Fair enough. The language you used did feel like it was intended to be a criticism (re "It's not Mozilla's fault that there are people out there who never bother to learn their computer") because the common complaint techies seem to make about people who are less computer literate is that they hadn't bothered to learn it (an argument you maintained in your last post too). When in fact it's often a case that they have tried but simply don't understand where to start, or they're not naturally used to that kind of activity (much like how I'm useless at writing songs regardless of how hard I used to try). And some people are just intimidated by computers so always second guess themselves even when they probably do know what they're doing.
> Recognizing there is a disconnect is the first step towards creating better systems and educational material for those systems.

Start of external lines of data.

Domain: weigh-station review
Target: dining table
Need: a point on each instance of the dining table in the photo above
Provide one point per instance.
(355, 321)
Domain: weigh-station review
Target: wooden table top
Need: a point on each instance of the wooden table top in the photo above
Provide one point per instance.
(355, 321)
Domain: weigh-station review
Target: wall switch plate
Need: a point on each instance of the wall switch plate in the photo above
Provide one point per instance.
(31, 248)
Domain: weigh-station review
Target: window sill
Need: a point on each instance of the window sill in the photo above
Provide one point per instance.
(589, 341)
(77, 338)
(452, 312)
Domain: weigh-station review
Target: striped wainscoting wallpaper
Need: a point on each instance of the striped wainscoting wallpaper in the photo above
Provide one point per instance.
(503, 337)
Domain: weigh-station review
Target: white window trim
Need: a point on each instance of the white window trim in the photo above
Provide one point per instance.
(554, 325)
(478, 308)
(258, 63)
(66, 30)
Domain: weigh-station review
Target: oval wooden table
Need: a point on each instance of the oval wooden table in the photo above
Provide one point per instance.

At risk of degrading the discussion, technically I was the one who highlighted the problem in the context of creating better systems. You then went on to say it's not system’s (Mozilla’s) fault.

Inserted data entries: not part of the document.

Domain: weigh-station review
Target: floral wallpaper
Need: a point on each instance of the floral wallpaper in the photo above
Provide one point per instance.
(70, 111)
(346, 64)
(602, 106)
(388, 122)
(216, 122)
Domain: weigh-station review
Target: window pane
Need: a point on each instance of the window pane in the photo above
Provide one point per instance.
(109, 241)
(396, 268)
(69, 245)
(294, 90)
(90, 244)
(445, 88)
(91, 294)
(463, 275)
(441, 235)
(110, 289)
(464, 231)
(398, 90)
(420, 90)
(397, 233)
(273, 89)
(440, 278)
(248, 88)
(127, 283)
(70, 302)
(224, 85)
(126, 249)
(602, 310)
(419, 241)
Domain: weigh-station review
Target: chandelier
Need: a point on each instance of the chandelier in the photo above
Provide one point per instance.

> What's better, one ten-second educational widget for a user which teachers them to better understand the system they use, or a prompt each and every time you want to download something?

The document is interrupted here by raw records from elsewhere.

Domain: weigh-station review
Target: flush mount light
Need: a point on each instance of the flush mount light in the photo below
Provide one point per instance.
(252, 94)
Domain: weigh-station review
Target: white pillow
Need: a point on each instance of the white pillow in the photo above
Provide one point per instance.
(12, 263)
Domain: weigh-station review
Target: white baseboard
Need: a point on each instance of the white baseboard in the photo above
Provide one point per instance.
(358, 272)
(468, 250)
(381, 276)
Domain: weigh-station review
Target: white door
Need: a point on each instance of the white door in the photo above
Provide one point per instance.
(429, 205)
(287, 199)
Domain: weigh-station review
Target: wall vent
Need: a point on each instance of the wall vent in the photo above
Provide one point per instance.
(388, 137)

That's an interesting question. The truthful answer is I don't know. I've worked with people who only needed to be shown something once and they picked it up straight away; but I've also worked with people who have no ability to remember how to operate a computer or were intimidated by it so would second guess themselves constantly and thus they needed the machine to walk them through each step of the process each and every time. I'm an unofficial tech support for my elderly neighbours (which is unfortunate for all parties involved because I don't use any of the platforms they run so spend most of my time making educated guesses) and they also benefit from repeated instructions.
> At risk of degrading the discussion, technically I was the one who highlighted the problem in the context of creating better systems. You then went on to say it's not system’s (Mozilla’s) fault.
I'll clarify that point. The thing is that there is a deficit in computer literacy education when it comes to learning some basic portable operating system conventions. The Downloads folder is one of those conventions. Tools are supposed to work together and not step on each others' toes. This allows compartmentalization of problems and scope so that the workload can be shared.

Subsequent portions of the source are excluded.